«Новый год, в сущности, невероятно мрачный праздник.
Не таким он был в детстве – мгновения чуда, подаренные родителями. Отблеск ярких огней елочных гирлянд. Шелест метели смешивается с перезвоном колокольчиков на тройке Деда Мороза. Будут подарки. Будет радость. Предчувствие чуда.
Теперь, во взрослой жизни, все переменилось. Чудо, должно быть, осталось, предчувствия – пропали. «Будет» трансформировалось в «было».
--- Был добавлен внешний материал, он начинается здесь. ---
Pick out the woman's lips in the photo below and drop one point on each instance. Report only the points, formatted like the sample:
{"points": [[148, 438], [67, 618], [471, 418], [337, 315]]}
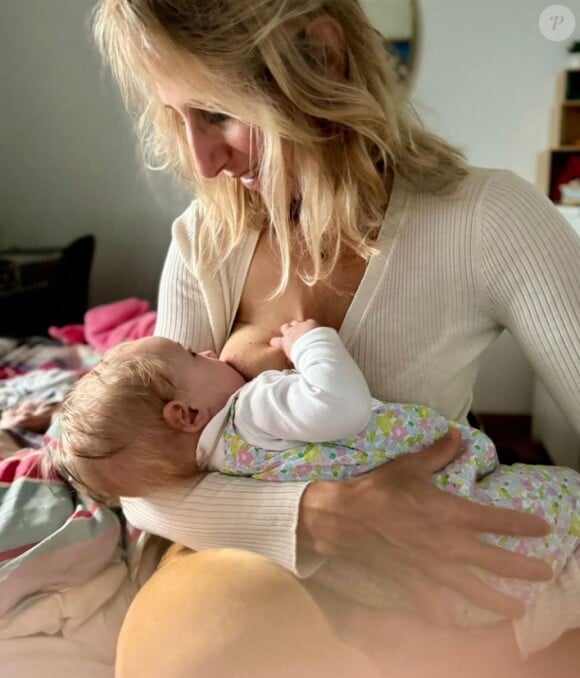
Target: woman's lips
{"points": [[250, 181]]}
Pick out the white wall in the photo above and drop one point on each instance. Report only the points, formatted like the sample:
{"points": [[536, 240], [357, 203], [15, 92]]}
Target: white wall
{"points": [[486, 80], [68, 163]]}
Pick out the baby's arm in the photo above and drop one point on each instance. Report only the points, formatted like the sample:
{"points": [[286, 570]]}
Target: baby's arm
{"points": [[327, 398]]}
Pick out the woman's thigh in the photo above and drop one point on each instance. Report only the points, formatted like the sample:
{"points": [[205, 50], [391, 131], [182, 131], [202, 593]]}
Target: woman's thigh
{"points": [[226, 613]]}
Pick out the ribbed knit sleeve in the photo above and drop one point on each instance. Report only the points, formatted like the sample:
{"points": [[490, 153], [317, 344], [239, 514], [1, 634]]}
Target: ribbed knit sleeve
{"points": [[224, 511], [530, 266]]}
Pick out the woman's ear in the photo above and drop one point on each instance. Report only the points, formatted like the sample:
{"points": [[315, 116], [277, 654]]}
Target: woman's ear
{"points": [[326, 44], [181, 417]]}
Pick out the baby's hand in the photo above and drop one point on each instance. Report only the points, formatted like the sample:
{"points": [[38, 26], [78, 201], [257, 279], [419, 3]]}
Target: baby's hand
{"points": [[291, 332]]}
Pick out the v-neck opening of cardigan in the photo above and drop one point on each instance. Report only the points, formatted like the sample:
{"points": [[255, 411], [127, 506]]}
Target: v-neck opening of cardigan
{"points": [[376, 267]]}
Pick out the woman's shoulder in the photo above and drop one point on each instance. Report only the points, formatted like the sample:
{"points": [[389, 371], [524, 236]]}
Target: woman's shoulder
{"points": [[185, 234], [481, 191], [185, 231]]}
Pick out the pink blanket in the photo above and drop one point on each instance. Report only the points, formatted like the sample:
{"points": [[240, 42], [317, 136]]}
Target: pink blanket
{"points": [[110, 324]]}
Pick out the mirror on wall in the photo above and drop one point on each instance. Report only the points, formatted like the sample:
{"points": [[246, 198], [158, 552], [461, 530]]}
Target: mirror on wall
{"points": [[397, 22]]}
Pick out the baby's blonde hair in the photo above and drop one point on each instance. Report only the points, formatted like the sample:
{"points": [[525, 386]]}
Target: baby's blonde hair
{"points": [[114, 440], [252, 60]]}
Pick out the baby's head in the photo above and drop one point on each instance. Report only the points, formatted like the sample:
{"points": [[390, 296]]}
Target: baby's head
{"points": [[132, 424]]}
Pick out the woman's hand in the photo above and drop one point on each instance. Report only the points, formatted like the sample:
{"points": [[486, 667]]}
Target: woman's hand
{"points": [[397, 522]]}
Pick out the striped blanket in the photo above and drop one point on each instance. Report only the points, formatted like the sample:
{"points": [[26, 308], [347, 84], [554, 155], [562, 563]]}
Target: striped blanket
{"points": [[51, 539]]}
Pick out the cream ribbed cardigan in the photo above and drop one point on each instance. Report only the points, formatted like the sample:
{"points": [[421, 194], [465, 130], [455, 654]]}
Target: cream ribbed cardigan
{"points": [[452, 273]]}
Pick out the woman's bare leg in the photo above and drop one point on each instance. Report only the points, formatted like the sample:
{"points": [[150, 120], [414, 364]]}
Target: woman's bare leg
{"points": [[230, 613], [226, 614]]}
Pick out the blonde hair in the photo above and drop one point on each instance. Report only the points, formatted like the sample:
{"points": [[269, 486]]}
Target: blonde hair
{"points": [[114, 440], [252, 60]]}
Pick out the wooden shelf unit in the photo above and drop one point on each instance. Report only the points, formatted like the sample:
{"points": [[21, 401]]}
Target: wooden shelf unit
{"points": [[564, 159]]}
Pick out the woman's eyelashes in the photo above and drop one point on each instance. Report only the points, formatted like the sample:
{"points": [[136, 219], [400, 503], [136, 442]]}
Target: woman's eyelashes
{"points": [[217, 118]]}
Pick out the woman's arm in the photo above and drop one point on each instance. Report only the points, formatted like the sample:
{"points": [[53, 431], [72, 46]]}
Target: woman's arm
{"points": [[530, 270], [397, 522]]}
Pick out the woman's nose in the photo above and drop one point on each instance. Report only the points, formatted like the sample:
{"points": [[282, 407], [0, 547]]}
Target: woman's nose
{"points": [[209, 150]]}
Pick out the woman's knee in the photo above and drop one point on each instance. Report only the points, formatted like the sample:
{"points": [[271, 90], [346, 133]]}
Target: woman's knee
{"points": [[223, 613]]}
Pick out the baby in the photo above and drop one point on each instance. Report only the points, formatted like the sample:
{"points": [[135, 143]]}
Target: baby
{"points": [[153, 412]]}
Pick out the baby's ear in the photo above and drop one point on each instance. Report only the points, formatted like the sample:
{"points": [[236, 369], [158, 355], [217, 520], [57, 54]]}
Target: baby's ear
{"points": [[181, 417]]}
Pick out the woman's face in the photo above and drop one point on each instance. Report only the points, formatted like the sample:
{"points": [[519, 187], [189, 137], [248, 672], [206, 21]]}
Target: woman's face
{"points": [[217, 142]]}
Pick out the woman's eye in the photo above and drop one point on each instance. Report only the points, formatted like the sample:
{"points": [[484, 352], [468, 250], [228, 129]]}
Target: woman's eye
{"points": [[217, 118]]}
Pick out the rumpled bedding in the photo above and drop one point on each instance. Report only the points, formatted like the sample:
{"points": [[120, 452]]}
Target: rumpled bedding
{"points": [[66, 576], [111, 324]]}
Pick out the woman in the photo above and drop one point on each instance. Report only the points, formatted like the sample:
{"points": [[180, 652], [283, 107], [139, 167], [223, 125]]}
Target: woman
{"points": [[319, 195]]}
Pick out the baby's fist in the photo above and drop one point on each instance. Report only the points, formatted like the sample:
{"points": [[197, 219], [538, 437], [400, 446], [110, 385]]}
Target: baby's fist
{"points": [[291, 332]]}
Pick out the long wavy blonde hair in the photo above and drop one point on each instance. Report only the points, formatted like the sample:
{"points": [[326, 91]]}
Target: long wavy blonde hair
{"points": [[337, 136]]}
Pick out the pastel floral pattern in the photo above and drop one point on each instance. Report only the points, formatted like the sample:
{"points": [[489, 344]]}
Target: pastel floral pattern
{"points": [[552, 493]]}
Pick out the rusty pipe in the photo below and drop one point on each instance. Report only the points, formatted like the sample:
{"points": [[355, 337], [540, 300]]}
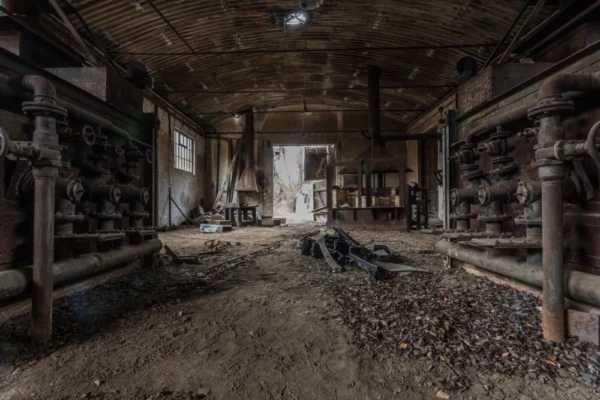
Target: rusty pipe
{"points": [[472, 136], [591, 143], [578, 285], [107, 125], [492, 123], [45, 171], [16, 282], [553, 256], [10, 87], [21, 7], [43, 250]]}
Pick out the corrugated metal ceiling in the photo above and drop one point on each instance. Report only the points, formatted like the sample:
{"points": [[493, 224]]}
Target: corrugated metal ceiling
{"points": [[198, 84]]}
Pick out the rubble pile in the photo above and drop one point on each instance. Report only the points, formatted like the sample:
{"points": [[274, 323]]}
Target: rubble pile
{"points": [[455, 318]]}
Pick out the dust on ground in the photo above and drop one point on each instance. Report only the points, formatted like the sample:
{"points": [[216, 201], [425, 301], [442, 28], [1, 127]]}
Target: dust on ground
{"points": [[270, 326]]}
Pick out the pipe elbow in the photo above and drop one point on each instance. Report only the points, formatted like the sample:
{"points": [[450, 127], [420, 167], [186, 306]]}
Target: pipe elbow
{"points": [[41, 87], [558, 84]]}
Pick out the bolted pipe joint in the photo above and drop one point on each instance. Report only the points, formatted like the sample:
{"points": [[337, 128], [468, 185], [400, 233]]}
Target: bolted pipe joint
{"points": [[467, 154], [504, 192], [71, 190], [43, 90], [553, 88]]}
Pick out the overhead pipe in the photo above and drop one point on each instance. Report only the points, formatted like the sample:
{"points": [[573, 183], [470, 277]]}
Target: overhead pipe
{"points": [[473, 135], [16, 282], [45, 110], [9, 87], [578, 285], [549, 112]]}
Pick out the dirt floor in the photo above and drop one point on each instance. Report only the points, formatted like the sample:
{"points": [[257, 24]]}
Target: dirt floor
{"points": [[278, 325]]}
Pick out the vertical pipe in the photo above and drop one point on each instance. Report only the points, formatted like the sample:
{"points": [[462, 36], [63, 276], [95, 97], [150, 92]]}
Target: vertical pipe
{"points": [[553, 312], [552, 173], [369, 189], [43, 250], [218, 161], [170, 222]]}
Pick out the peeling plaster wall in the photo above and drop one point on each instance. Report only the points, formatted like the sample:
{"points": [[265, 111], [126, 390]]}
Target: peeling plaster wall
{"points": [[348, 146], [187, 189]]}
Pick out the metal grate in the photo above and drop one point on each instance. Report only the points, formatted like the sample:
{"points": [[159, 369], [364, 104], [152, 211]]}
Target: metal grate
{"points": [[183, 147]]}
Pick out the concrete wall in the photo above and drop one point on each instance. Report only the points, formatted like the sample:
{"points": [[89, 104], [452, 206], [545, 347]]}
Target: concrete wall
{"points": [[187, 189]]}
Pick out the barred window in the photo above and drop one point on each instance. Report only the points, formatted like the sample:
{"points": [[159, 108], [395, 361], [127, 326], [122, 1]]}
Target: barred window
{"points": [[185, 157]]}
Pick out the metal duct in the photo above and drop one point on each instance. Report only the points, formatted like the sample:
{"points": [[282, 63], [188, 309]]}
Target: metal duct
{"points": [[247, 181], [20, 7]]}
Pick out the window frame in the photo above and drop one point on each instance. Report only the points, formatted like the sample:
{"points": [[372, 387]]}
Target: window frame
{"points": [[184, 152]]}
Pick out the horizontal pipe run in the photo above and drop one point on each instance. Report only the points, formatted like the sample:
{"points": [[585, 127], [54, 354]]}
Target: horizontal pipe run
{"points": [[578, 285], [80, 113], [15, 282]]}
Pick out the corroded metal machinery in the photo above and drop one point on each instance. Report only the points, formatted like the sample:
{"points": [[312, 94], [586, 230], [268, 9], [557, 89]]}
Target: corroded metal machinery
{"points": [[511, 219], [74, 200]]}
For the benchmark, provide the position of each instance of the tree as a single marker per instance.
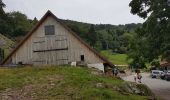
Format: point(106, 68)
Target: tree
point(92, 36)
point(2, 5)
point(156, 27)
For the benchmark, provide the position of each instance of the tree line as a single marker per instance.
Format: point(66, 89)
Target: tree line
point(14, 24)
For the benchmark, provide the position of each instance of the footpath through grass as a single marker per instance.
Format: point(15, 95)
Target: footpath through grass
point(52, 83)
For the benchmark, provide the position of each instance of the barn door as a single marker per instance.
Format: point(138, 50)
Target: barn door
point(54, 51)
point(38, 53)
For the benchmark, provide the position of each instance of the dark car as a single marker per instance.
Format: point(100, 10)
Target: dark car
point(167, 76)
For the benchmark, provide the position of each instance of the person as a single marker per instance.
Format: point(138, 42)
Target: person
point(135, 77)
point(115, 71)
point(139, 77)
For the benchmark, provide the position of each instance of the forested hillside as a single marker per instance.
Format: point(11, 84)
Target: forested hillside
point(105, 36)
point(117, 38)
Все, что теперь осталось от чуда: мокрая шапка Ипполита, смешанный привкус оливье и селедки под шубой, выверенные политтехнологами до запятой строки президентского обращения. Нелепые попытки утопить все в лихорадочном веселье затянувшихся праздников, чтобы потом, с мрачным лицом и тягостными мыслями, вернуться на свое законное место… Белка выползает из постельки, морщась, запивает «алкозельцер» выдохшейся минералкой, умывает лапками симпатичную мордашку. Белка возвращается на свое положенное место – в колесо. Белке пора бежать… Год за годом, снова и снова. С Новым! Ну, будем! Будем… С Новым…
Невероятно мрачный праздник».
…Так думал Сева, качаясь в такт с перестуком колес поезда метро, скользя взглядом по скучающим лицам пассажиров. Разглядывая первые приметы грядущей битвы за веселье: выглядывающие из сумок заряженные к бою батареи фейерверков и бенгальских огней, чахлые знамена еловых ветвей, заключенные в полиэтилен оранжевые ядра мандаринов.
Сева разглядывал аляповатую рекламу, обещающую сумасшедшие скидки (неужели и наша контора производит такую вот чепуху?), смотрел на переплетения кабелей и труб за окошками вагона. Они, казалось, исполняют некий танец в полном соответствии с заунывным шаманским метроритмом: «Тыгдык-тыгдык, тыгдык-тыгдык», пускают плавные волны – выше, ниже, выше, ниже… Вызывают острый приступ морской болезни даже у человека, чье знакомство с морской качкой ограничивается просмотром пары блокбастеров про похождения неуловимого капитана Воробья.
Механический, но полный зыбкой радости голос дикторши объявил следующую станцию.
Под шорох смыкающихся дверей на скамью напротив Севы уселся примечательный старик.
Он был одет в нечто среднее между линялым макинтошем нуарных детективов и армейской плащ-палаткой, мохнатый свитер, треники с пузырями на коленках и потрепанные мокроступы. Рыжая с проседью борода придавала его внешности что-то величественное, значимое и вместе с тем – исконно-посконное – будто сошел с картины передвижников. Один его глаз блестел залихватской суворовской безуминкой, второй, начисто лишенный зрачка, белесый и тусклый – смотрел слепо и безучастно.